The Oriental Shorthair cat is svelte and elegant, and just like their Siamese ancestors, they are athletic, lively, and intelligent. It’s easy to imagine these regal cats hanging out with Cleopatra, but they’re a relatively new breed. Their origin can be traced back to the 1950s when English breeders crossed other house cats with Siamese cats. They then made their way to the United States in the 1970s, and it didn’t take long for them to make an impression.
So, it’s understandable that you might not know much about this breed. But what can you expect as your kitten grows into adulthood? Your Oriental Shorthair can get up to 8–12 lbs. Whether you’re here because you’re just curious or if you’re thinking of getting one of these regal-looking cats, we have you covered.
Facts About Oriental Shorthair Cats
Oriental Shorthair Cats Size and Growth Chart
This chart shows the average rates of growth for an Oriental Shorthair cat. Of course, every kitten will grow at different rates, so don’t be worried if your cat doesn’t fit into these categories snuggly. If you have been keeping up with your veterinarian visits and they’re confident your kitten is happy and healthy, you are on the right track.
|Age||Weight Range||Length Range|
|8 weeks||2–4 lbs||7–9”|
|3 months||3–5 lbs||8–10”|
|6 months||5–8 lbs||10–12”|
|9 months||8–10 lbs||12–14”|
|1 year||8–12 lbs||16–18”|
|2 years||8–12 lbs||16–18”|
When Does an Oriental Shorthair Cat Stop Growing?
Oriental Shorthair cats generally stop growing around 12 months of age, but do they ever grow up? Even as an adult, this cat is fun and outgoing and, unlike many other cats, will become withdrawn and depressed if left alone for longer than a few hours.
These cats are just fun to have around and never seem to grow out of that playful kitten stage. They are interactive and enjoy playing with other family members, whether that other member is a human, a cat, or even a dog. It’s generally recommended that you get another furry companion for your Oriental Shorthair cat.
Factors Affecting the Size of Oriental Shorthair Cat
A few factors will affect the size of the Oriental Shorthair cat, like insufficient nutrition, genetics, not eating enough, breeding, too much exercise, and health issues.
There is a difference between having a small cat and an underweight one. If your cat is naturally smaller in weight and height, these characteristics will be proportionate. On the other hand, a skinny Oriental Shorthair cat will be underweight for its age and height.1 Food refusal should be taken seriously because a lack of nutrition will negatively impact your cat’s development and growth.
Oriental Shorthair cats are prone to a few health issues, one of which is called protrusion of the cranial sternum,2 which can cause respiratory problems and make it difficult for the cat to breathe and eat. So, while your cat’s size difference might be down to something completely innocent, there are more worrying alternatives.
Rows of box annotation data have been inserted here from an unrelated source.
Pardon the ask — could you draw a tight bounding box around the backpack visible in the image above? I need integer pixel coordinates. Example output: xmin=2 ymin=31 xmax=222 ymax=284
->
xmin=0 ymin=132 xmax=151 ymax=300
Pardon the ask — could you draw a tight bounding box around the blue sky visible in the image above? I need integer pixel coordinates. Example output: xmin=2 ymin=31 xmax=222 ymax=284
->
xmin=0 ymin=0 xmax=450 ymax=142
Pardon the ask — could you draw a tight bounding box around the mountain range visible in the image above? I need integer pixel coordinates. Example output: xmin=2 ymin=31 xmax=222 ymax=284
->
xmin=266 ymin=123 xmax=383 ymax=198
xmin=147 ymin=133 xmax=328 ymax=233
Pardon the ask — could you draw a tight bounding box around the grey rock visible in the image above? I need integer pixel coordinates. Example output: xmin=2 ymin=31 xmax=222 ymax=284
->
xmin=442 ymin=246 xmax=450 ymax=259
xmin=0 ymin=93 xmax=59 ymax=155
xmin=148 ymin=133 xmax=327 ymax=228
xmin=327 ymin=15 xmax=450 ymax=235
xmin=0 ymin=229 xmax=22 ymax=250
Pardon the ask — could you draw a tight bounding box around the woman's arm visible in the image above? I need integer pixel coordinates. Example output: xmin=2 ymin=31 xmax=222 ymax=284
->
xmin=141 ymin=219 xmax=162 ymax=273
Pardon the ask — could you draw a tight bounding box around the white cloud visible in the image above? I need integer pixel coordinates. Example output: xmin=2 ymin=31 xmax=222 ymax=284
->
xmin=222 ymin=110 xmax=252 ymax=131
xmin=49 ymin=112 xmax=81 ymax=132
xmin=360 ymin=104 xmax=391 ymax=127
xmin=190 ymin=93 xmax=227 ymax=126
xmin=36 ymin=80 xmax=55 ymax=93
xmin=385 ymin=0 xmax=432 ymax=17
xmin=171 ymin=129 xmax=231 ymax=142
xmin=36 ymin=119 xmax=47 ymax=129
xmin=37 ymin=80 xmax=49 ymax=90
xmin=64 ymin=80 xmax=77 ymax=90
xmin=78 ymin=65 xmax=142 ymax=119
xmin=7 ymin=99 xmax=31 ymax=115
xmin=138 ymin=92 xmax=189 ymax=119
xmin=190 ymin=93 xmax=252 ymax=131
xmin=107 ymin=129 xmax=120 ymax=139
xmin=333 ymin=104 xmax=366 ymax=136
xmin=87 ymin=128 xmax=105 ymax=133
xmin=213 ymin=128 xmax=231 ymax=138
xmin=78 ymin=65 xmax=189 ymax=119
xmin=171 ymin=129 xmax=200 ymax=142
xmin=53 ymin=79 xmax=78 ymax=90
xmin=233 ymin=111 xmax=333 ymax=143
If you ever feel concerned about your kitten’s development, contact your vet immediately.
Ideal Diet for Maintaining a Healthy Weight
If you start with high-quality kitten food for the first year of your Oriental Shorthair’s life before transitioning them to a high-quality adult diet, it will ensure that all of your cat’s nutritional needs are met. These are high-energy cats, so they will need a diet that can keep up with them. Oriental Shorthair cats like opportunities to explore and need to be mentally and physically stimulated to keep boredom and obesity at bay.
Cats cannot produce vitamins and amino acids like vitamins A, D3, B, arginine, and taurine. Therefore, you need to make sure it is included in their diet.
How to Measure Your Oriental Shorthair Cat
To measure your cat’s length accurately, you need to measure from its nose to the base of its tail so you don’t include its tail. You will have to measure their height when they’re on all four paws and start from the floor to the base of their neck, so you don’t include their head in the measurement. You might need someone else to help you with this task, especially if you have a wiggler on your hands!
Tracking the growth of a kitten can be tricky, especially one with as much energy as the Oriental Shorthair cat. Thankfully, once you tire this cat out, they’ll want cuddles, so there might be an opportunity to measure them after exercise. If your cat isn’t following the figures from the chart, it doesn’t necessarily mean you have something to worry about. Keep up with your recommended vet visits and make another appointment if you’re concerned.